Author(s): Blasi E, Varesio L, Wiltrout RH
Abstract Share this page
Abstract Murine bone marrow cells immortalized in vitro by the J2 recombinant retrovirus bearing the v-raf and v-myc oncogenes have the functional and phenotypic characteristics of macrophages. The present study was designed to determine whether these cells are tumorigenic in athymic or euthymic mice. One cloned cell line (GG2EE), that had been previously derived and characterized was used for this purpose. The results demonstrated that GG2EE cells were tumorigenic in allogeneic athymic BALB/c mice at doses of 1 x 10(4) to 1 x 10(7) cells per mouse regardless of the route administration. All mice utlimately died of progressive tumor growth. Conversely, the GG2EE cells were nontumorigenic or transiently tumorigenic in syngeneic euthymic C3H/HeJ mice. Further studies in BALB/c athymic mice demonstrated that the GG2EE cells were directly tumorigenic since ascites tumors (GG2EE-V) that developed expressed the H-2k surface phenotype of the injected GG2EE cells, excluding the possibility that the J2 virus constitutively produced by GG2EE cells caused in vivo transformation and therefore tumors of host cell origin.
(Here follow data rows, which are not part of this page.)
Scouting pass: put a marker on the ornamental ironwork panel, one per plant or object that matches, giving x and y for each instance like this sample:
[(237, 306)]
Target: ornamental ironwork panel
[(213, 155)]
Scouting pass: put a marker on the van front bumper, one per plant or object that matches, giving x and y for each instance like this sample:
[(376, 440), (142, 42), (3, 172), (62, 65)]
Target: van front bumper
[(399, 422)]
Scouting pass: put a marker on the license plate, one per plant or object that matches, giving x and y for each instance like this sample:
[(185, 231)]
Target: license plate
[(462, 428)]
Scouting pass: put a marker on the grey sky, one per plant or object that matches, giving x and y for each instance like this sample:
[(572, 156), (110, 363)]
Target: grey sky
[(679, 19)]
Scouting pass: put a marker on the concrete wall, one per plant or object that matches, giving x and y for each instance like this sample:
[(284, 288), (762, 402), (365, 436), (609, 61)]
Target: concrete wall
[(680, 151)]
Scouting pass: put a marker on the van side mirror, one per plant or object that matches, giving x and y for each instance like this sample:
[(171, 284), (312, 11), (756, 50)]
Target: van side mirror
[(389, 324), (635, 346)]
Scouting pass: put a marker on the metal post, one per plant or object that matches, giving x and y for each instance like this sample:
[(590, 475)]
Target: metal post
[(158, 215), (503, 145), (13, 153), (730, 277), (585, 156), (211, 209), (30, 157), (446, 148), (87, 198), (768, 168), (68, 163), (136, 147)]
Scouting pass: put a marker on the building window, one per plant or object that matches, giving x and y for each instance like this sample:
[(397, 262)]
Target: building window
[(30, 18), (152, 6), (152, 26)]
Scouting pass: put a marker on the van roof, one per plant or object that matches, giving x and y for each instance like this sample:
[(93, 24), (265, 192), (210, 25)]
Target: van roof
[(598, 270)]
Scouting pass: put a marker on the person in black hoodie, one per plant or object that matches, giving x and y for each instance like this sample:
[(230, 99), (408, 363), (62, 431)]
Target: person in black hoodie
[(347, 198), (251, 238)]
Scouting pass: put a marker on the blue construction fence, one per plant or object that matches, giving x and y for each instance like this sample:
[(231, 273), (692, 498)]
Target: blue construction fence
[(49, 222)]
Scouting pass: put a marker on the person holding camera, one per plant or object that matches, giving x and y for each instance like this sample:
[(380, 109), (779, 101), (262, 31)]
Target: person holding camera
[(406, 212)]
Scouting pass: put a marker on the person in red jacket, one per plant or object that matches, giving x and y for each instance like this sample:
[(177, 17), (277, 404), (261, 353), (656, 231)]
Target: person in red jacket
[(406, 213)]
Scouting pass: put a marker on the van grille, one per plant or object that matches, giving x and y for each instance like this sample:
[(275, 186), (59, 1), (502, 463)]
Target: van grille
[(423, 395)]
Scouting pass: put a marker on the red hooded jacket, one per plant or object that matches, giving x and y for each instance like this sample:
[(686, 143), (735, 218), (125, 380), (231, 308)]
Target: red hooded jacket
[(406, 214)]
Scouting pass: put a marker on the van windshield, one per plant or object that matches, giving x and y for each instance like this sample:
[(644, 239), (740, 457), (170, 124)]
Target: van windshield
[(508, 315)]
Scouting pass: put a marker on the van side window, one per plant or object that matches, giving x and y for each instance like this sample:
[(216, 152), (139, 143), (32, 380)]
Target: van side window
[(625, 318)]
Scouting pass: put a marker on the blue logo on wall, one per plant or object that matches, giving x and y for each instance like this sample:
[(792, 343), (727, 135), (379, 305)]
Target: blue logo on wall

The in vivo passaged cells continued to express the M1/69, MAC-1, MAC-2, F4/80, Fc receptor and Ly5.1 antigens characterically expressed on the parental line. Biological properties including interferon-gamma-induced Ia expression, phagocytosis, and activation for cytotoxicity were also retained following in vivo passage. These results demonstrated that J2 virus-immortalized GG2EE cells were directly tumorigenic in athymic mice in vivo and that the macrophage phenotype was maintained in these neoplastic cells. These observations suggest that this tumor model may be valuable for the study of macrophage function as well as therapeutic approaches to oncogen-expressing retrovirus-induced tumors.